Armymen all over the world still wear the balaclava. The US Marine Corps has been issuing it. In the USSR, it was worn by special police task force members in the Perestroika era.
It was on the cutting edge of fashion too. Calvin Klein’s Fall 2018 ready-to-wear featured oversized sweaters topped by nothing other than the balaclava. During the pandemic, some suggested that a virus-ready balaclava would be the perfect stylish headgear, if only it got cold enough.
In India, the balaclava was yet another thing that the British imposed on us Indians. It is still worn by armymen in the country. But the Empire struck back. It was reinvented here as the monkey cap, perhaps because it obliterates the wearer’s “human” features and is available in earth colours associated with simians.
The Army Monkey Cap is available on Amazon in several varieties at very affordable prices.
Its presence has been completely benign in Bengal. It has kept us warm, protected us from thanda and made us feel secure. Though how and when it began its special relationship with Bengaliness remains hidden in the mists of time. No, it predates Lalmohanbabu.
However, I, a Bengali who swears by her fish and rice, do not own a single monkey cap and never owned one. If I am of the wrong gender, let me add that my father did own one but gave up wearing it a long time ago. None of my male friends or cousins wear one.

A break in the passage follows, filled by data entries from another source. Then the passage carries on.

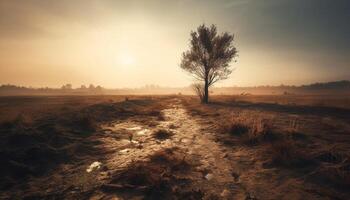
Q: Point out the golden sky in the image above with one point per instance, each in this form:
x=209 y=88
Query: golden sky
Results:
x=134 y=43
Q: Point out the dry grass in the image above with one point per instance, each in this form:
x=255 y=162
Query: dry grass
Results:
x=155 y=178
x=250 y=130
x=56 y=130
x=162 y=134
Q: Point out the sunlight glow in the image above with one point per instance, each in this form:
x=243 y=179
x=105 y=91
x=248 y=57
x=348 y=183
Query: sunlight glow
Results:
x=126 y=59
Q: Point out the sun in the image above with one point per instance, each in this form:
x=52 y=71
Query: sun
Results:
x=126 y=59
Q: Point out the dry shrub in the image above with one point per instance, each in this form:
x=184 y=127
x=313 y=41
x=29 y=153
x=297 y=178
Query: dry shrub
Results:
x=155 y=178
x=250 y=130
x=162 y=134
x=19 y=124
x=334 y=167
x=337 y=174
x=286 y=153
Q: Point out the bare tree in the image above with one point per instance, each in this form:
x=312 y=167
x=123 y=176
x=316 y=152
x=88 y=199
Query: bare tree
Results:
x=209 y=57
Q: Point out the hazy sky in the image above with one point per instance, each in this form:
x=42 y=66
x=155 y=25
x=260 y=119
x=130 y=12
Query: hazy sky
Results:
x=132 y=43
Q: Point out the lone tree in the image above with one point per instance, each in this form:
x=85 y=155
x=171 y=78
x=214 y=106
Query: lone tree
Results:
x=209 y=57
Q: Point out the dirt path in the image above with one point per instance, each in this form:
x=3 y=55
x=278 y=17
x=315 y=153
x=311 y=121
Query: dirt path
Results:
x=121 y=144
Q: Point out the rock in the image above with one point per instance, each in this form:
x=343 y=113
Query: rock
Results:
x=209 y=176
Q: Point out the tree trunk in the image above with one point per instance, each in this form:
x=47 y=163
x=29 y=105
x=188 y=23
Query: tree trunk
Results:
x=206 y=92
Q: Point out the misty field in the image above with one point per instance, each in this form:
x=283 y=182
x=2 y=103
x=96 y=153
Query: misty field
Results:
x=173 y=147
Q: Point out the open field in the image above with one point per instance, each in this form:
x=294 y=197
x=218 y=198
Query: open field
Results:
x=172 y=147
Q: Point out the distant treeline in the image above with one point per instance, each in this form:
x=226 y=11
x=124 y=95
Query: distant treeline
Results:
x=336 y=87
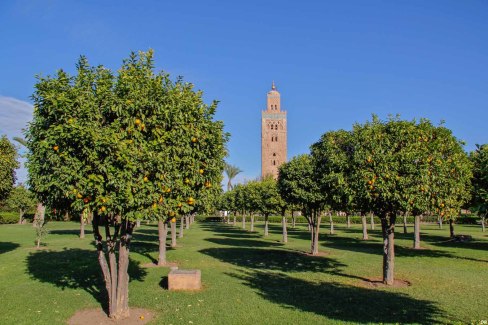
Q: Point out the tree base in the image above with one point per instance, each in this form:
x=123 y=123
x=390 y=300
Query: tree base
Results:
x=98 y=316
x=378 y=283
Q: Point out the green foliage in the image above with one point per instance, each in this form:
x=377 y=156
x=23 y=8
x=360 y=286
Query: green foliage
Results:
x=135 y=144
x=41 y=230
x=297 y=183
x=268 y=199
x=479 y=158
x=8 y=164
x=21 y=199
x=231 y=171
x=9 y=217
x=405 y=166
x=331 y=157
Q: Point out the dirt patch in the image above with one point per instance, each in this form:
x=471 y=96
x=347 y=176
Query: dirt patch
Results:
x=97 y=316
x=167 y=264
x=378 y=283
x=41 y=248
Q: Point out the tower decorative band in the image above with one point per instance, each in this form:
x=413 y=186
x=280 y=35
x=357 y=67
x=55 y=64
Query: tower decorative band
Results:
x=273 y=135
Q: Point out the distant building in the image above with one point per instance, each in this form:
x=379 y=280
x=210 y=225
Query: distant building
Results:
x=273 y=135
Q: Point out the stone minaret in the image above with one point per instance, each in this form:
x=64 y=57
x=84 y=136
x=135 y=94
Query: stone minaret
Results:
x=273 y=135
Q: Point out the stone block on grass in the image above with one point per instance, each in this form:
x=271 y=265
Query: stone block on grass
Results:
x=184 y=280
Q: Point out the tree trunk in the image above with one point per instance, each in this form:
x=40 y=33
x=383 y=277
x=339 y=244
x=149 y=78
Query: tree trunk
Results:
x=365 y=226
x=173 y=234
x=316 y=229
x=405 y=224
x=115 y=276
x=416 y=236
x=182 y=226
x=163 y=234
x=266 y=225
x=285 y=232
x=82 y=226
x=40 y=212
x=388 y=231
x=21 y=216
x=331 y=221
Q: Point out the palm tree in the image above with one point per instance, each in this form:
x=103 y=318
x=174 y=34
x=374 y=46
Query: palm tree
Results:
x=231 y=172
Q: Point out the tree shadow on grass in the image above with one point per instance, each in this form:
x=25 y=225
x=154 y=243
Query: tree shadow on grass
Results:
x=75 y=232
x=148 y=248
x=241 y=242
x=376 y=248
x=340 y=302
x=75 y=269
x=6 y=246
x=273 y=259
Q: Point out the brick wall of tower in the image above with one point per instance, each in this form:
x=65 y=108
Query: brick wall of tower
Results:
x=273 y=135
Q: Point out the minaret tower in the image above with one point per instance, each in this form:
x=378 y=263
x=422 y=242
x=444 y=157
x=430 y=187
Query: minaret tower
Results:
x=273 y=135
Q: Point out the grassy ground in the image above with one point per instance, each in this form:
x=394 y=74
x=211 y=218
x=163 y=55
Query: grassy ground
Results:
x=251 y=280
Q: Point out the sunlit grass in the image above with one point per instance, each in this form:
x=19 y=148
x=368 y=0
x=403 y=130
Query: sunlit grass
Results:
x=249 y=279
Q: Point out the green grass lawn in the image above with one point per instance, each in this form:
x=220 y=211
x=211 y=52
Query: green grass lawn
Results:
x=248 y=279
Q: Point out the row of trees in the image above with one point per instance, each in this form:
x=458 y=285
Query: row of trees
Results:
x=123 y=147
x=389 y=168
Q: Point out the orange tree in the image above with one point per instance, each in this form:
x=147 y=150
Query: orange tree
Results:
x=405 y=166
x=268 y=200
x=331 y=157
x=479 y=202
x=8 y=164
x=297 y=184
x=121 y=146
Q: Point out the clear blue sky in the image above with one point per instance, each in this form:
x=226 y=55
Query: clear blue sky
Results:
x=334 y=62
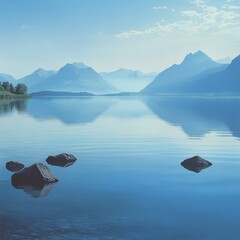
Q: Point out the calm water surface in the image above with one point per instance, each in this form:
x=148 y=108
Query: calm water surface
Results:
x=127 y=182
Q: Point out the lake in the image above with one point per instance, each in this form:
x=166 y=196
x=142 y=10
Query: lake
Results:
x=127 y=182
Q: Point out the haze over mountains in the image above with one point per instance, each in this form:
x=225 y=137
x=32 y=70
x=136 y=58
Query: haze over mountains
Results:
x=128 y=80
x=75 y=77
x=197 y=73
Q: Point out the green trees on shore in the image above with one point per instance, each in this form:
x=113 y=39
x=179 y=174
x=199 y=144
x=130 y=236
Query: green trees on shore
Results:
x=20 y=88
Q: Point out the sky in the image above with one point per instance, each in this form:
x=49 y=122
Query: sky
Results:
x=147 y=35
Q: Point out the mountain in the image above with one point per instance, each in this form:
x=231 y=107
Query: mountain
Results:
x=226 y=81
x=192 y=65
x=226 y=60
x=36 y=77
x=76 y=77
x=128 y=80
x=7 y=78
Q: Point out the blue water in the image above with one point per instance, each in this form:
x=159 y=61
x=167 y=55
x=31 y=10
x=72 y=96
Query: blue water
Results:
x=127 y=182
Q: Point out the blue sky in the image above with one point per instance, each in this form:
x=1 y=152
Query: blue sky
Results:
x=148 y=35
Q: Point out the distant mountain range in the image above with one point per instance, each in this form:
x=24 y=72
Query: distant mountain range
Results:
x=36 y=77
x=6 y=78
x=128 y=80
x=74 y=77
x=196 y=74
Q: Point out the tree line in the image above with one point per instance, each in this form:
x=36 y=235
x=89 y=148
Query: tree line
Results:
x=20 y=88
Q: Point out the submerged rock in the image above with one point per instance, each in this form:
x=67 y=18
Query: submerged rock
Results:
x=196 y=164
x=36 y=191
x=14 y=166
x=61 y=160
x=35 y=175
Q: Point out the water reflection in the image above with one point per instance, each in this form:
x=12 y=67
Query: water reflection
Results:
x=196 y=164
x=11 y=105
x=198 y=116
x=35 y=191
x=69 y=110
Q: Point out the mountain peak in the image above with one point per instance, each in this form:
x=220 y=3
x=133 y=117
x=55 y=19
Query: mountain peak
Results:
x=196 y=57
x=39 y=71
x=80 y=65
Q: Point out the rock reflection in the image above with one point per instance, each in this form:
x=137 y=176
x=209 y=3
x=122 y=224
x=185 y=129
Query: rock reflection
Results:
x=36 y=191
x=196 y=164
x=11 y=105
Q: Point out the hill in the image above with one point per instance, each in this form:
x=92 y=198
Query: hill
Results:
x=75 y=77
x=128 y=80
x=191 y=66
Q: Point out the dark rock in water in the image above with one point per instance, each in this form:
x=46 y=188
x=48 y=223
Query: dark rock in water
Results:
x=35 y=175
x=36 y=191
x=196 y=164
x=14 y=166
x=61 y=160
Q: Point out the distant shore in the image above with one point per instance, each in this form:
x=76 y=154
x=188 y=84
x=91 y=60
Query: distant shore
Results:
x=5 y=95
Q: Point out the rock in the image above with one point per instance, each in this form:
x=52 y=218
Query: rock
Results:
x=196 y=164
x=14 y=166
x=36 y=191
x=61 y=160
x=35 y=175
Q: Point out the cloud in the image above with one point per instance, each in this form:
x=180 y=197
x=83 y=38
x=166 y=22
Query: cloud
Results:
x=161 y=7
x=231 y=7
x=25 y=27
x=191 y=14
x=206 y=18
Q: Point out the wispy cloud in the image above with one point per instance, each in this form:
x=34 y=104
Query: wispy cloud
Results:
x=225 y=19
x=160 y=7
x=24 y=26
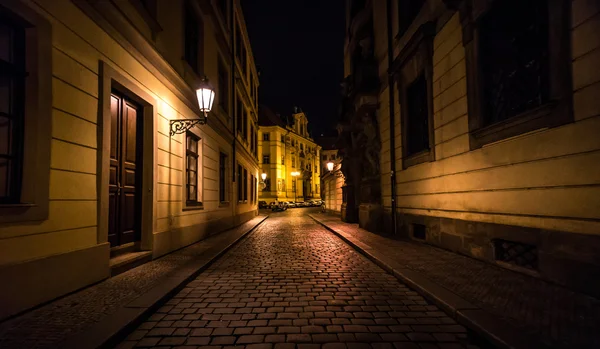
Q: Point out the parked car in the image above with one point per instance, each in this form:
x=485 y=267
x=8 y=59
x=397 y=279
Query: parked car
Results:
x=281 y=206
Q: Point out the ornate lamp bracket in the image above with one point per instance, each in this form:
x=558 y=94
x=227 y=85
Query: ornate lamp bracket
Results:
x=182 y=125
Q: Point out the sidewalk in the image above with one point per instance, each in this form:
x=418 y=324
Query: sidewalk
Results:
x=90 y=317
x=511 y=309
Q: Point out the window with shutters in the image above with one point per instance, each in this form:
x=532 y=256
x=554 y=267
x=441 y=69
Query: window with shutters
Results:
x=245 y=179
x=222 y=177
x=223 y=88
x=12 y=105
x=193 y=170
x=518 y=68
x=193 y=37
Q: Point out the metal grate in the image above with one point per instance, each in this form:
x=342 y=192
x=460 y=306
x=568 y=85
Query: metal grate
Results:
x=419 y=231
x=519 y=254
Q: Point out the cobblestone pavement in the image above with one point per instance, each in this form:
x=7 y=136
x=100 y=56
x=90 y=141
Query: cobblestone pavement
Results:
x=51 y=324
x=557 y=315
x=293 y=284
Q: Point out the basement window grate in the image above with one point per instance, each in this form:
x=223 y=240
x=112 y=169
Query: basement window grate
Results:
x=516 y=253
x=419 y=231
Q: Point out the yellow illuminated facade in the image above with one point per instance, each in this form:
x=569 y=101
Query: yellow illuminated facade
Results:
x=102 y=174
x=289 y=157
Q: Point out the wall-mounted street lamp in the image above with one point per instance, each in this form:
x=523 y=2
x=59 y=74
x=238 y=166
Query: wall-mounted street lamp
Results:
x=330 y=166
x=206 y=96
x=263 y=176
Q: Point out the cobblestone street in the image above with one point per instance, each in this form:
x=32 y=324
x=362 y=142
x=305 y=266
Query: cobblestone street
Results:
x=293 y=284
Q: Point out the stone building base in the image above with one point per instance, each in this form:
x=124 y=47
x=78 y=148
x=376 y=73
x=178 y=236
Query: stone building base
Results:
x=369 y=217
x=566 y=258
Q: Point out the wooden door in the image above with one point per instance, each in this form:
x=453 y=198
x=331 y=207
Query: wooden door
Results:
x=125 y=170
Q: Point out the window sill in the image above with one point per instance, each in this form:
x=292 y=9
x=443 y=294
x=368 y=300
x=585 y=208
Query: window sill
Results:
x=21 y=205
x=417 y=158
x=193 y=207
x=547 y=115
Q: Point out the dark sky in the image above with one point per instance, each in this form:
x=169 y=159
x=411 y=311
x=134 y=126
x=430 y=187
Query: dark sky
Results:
x=298 y=46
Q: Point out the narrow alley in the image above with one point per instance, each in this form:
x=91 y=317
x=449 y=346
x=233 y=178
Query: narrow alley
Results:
x=293 y=282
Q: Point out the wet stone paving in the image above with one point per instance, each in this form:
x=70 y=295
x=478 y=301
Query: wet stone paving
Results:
x=292 y=284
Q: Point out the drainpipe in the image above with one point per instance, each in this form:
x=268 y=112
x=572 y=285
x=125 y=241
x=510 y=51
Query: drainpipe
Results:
x=392 y=115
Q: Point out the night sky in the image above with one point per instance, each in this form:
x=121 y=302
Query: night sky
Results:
x=299 y=48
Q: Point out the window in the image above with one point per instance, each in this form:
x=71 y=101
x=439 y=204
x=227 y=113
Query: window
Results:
x=238 y=114
x=252 y=188
x=408 y=11
x=12 y=104
x=240 y=49
x=223 y=86
x=192 y=169
x=251 y=138
x=25 y=112
x=240 y=186
x=193 y=37
x=245 y=124
x=222 y=6
x=222 y=177
x=518 y=68
x=415 y=96
x=515 y=75
x=255 y=142
x=417 y=120
x=245 y=185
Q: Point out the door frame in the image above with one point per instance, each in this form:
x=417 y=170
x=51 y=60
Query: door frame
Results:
x=109 y=79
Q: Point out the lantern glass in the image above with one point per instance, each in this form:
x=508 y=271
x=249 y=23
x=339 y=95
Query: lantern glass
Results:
x=206 y=96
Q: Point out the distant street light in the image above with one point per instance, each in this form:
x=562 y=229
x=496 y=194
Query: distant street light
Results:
x=295 y=174
x=206 y=96
x=263 y=183
x=330 y=166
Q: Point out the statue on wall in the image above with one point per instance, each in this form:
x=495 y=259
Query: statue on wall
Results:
x=372 y=145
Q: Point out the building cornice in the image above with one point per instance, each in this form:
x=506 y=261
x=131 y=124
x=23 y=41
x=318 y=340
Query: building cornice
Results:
x=112 y=21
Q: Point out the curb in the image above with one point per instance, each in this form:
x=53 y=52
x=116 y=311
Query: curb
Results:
x=496 y=330
x=109 y=331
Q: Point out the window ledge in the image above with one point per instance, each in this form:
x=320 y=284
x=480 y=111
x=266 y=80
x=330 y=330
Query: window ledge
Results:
x=21 y=205
x=525 y=122
x=417 y=158
x=193 y=207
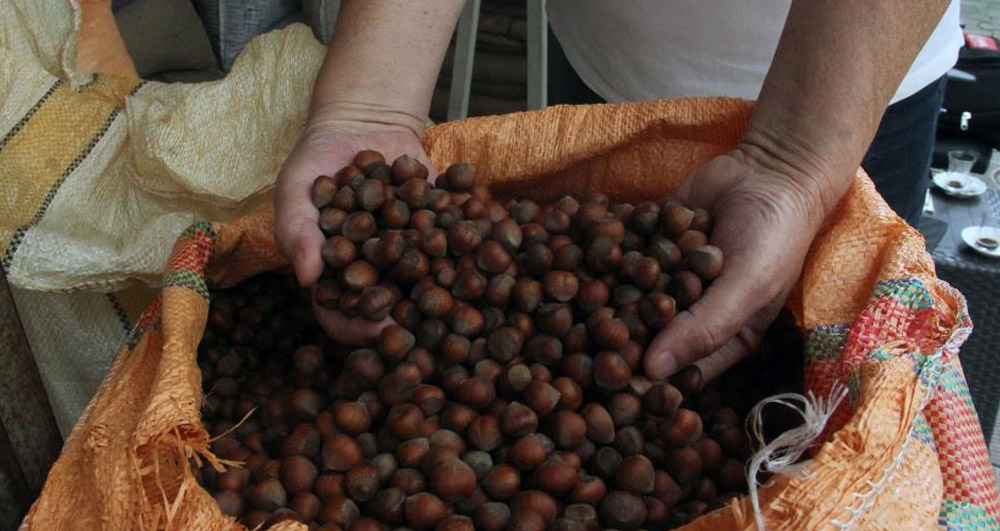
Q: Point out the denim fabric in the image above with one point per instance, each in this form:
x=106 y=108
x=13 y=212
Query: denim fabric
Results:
x=898 y=159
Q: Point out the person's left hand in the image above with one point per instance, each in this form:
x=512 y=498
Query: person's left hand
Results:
x=764 y=222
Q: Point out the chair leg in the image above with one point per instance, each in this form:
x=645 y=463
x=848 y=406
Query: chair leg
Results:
x=465 y=50
x=537 y=55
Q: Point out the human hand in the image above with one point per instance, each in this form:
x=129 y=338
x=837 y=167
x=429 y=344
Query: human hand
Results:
x=765 y=220
x=322 y=150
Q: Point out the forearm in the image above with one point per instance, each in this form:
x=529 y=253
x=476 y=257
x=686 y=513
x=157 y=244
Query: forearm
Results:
x=837 y=65
x=383 y=61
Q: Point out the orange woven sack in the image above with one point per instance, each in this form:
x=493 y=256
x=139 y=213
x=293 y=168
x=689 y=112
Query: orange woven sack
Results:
x=904 y=451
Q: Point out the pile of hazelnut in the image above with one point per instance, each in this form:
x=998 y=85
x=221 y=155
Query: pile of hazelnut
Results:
x=507 y=394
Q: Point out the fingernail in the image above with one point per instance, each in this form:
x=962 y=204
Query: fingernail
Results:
x=665 y=364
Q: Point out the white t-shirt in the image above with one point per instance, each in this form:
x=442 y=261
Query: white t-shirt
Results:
x=649 y=49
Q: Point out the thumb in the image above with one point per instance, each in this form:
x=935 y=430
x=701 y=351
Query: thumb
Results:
x=708 y=324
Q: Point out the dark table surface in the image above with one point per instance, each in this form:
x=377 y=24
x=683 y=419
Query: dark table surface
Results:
x=978 y=278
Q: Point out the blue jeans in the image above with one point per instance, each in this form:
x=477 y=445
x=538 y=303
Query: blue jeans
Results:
x=898 y=159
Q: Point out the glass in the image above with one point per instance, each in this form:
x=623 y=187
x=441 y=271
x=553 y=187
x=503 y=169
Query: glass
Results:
x=961 y=161
x=988 y=235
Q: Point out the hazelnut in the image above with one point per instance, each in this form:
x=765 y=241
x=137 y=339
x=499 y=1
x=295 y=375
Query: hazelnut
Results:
x=488 y=369
x=515 y=378
x=323 y=190
x=571 y=394
x=636 y=475
x=388 y=504
x=395 y=341
x=424 y=511
x=537 y=502
x=233 y=479
x=554 y=319
x=406 y=168
x=404 y=421
x=662 y=399
x=555 y=476
x=588 y=490
x=340 y=453
x=526 y=294
x=492 y=257
x=492 y=516
x=297 y=474
x=230 y=502
x=711 y=454
x=625 y=409
x=691 y=240
x=476 y=392
x=518 y=420
x=541 y=397
x=688 y=380
x=395 y=213
x=453 y=479
x=385 y=466
x=505 y=343
x=533 y=233
x=423 y=221
x=732 y=476
x=705 y=261
x=568 y=429
x=409 y=480
x=368 y=159
x=339 y=252
x=611 y=373
x=467 y=321
x=524 y=212
x=435 y=302
x=666 y=489
x=361 y=482
x=306 y=504
x=683 y=464
x=415 y=192
x=592 y=295
x=469 y=285
x=456 y=417
x=675 y=218
x=340 y=510
x=412 y=266
x=430 y=399
x=351 y=418
x=684 y=428
x=359 y=275
x=268 y=495
x=327 y=486
x=412 y=452
x=685 y=287
x=536 y=260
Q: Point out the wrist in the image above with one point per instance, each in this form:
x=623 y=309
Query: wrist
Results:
x=353 y=117
x=821 y=181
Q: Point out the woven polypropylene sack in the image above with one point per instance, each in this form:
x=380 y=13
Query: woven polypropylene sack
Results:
x=904 y=452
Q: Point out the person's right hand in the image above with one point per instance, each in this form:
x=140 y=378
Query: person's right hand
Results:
x=323 y=150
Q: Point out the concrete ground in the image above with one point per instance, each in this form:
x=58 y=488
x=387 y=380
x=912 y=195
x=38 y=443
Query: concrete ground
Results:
x=982 y=17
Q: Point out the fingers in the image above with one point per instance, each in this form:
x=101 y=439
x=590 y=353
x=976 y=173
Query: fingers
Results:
x=296 y=228
x=355 y=331
x=743 y=344
x=728 y=303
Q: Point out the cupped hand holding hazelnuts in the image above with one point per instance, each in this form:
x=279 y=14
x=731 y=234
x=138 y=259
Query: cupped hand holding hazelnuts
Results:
x=322 y=150
x=766 y=213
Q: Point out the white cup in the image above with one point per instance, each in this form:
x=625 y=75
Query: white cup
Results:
x=961 y=161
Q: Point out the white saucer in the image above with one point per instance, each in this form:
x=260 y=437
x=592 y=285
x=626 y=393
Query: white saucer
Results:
x=969 y=236
x=959 y=184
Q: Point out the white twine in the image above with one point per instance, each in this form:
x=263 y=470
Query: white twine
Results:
x=781 y=455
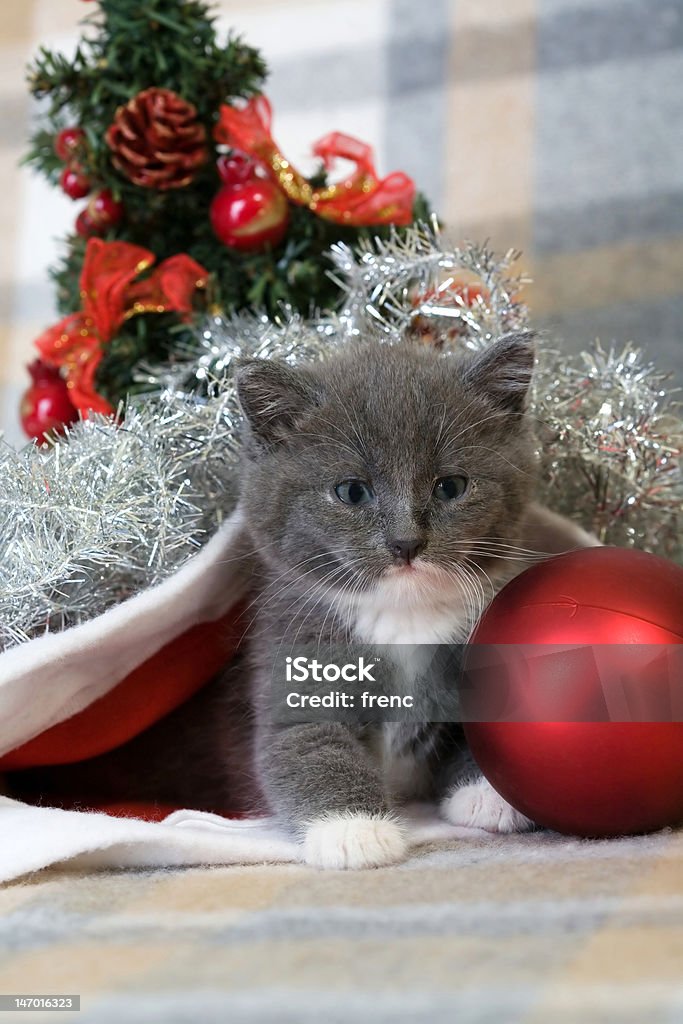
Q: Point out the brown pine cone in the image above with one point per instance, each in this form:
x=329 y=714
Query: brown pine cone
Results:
x=157 y=140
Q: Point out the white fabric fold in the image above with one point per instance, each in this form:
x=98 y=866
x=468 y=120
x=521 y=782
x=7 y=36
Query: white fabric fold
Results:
x=35 y=838
x=49 y=679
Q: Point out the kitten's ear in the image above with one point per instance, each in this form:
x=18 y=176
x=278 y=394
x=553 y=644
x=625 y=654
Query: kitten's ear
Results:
x=272 y=396
x=504 y=370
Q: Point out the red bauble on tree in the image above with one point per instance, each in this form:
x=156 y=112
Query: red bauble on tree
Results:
x=103 y=210
x=74 y=182
x=250 y=211
x=45 y=406
x=68 y=142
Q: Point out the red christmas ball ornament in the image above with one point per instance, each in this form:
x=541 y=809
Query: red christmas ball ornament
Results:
x=103 y=211
x=45 y=406
x=74 y=182
x=85 y=226
x=583 y=684
x=250 y=211
x=68 y=142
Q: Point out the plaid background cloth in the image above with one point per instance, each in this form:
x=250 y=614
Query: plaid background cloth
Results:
x=554 y=126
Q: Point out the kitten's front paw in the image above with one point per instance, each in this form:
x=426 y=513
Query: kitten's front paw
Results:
x=477 y=805
x=353 y=841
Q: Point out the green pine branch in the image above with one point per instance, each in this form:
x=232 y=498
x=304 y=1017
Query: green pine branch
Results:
x=130 y=45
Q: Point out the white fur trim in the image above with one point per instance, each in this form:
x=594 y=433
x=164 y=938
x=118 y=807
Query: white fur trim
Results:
x=49 y=679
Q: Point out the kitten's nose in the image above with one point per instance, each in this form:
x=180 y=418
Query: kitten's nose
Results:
x=406 y=551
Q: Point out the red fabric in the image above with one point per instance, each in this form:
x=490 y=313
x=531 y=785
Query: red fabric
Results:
x=163 y=682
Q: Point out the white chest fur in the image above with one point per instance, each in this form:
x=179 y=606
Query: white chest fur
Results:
x=420 y=607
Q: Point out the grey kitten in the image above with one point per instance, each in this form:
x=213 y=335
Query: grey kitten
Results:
x=388 y=492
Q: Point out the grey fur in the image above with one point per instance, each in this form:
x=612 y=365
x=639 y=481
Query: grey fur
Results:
x=399 y=417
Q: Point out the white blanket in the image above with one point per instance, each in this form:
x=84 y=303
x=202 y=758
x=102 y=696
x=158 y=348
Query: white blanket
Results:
x=33 y=838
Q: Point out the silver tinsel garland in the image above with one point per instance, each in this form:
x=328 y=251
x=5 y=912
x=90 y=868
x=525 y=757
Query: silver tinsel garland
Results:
x=410 y=283
x=110 y=510
x=612 y=452
x=114 y=508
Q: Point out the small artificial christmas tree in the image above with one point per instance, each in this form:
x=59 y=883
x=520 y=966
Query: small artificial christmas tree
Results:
x=142 y=125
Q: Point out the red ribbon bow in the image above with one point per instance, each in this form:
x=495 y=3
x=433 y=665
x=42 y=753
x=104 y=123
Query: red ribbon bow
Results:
x=111 y=295
x=360 y=200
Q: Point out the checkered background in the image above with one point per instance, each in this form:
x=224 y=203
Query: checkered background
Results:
x=555 y=126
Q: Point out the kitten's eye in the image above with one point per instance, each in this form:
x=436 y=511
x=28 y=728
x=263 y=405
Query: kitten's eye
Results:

Only Prosenjit did, in a recent film.
I have a feeling that the age-long and ongoing identification of Bengalis with monkey caps is due to a deeper, larger psychopathology. We Bengalis see things where they are not. We see things when they are not.
True, Bengalis are obsessed with catching a cold, much more than people who live in far colder places. It is rooted in our fear of the very air we breathe in (though the pandemic proved otherwise with us throwing caution and our masks to the winds).
But the monkey cap is an illusion in its own right. It is the outcome of our collective suspension of disbelief. Through the same mechanism, we still believe that Calcutta is the City of Joy, that it is beautiful, that it is the Cultural Capital of India and also that Bengalis are a liberal-minded, secular lot.
That is because we are talking through our hats. Or through the monkey cap, which is not there. We cannot let go of the things that make us feel good.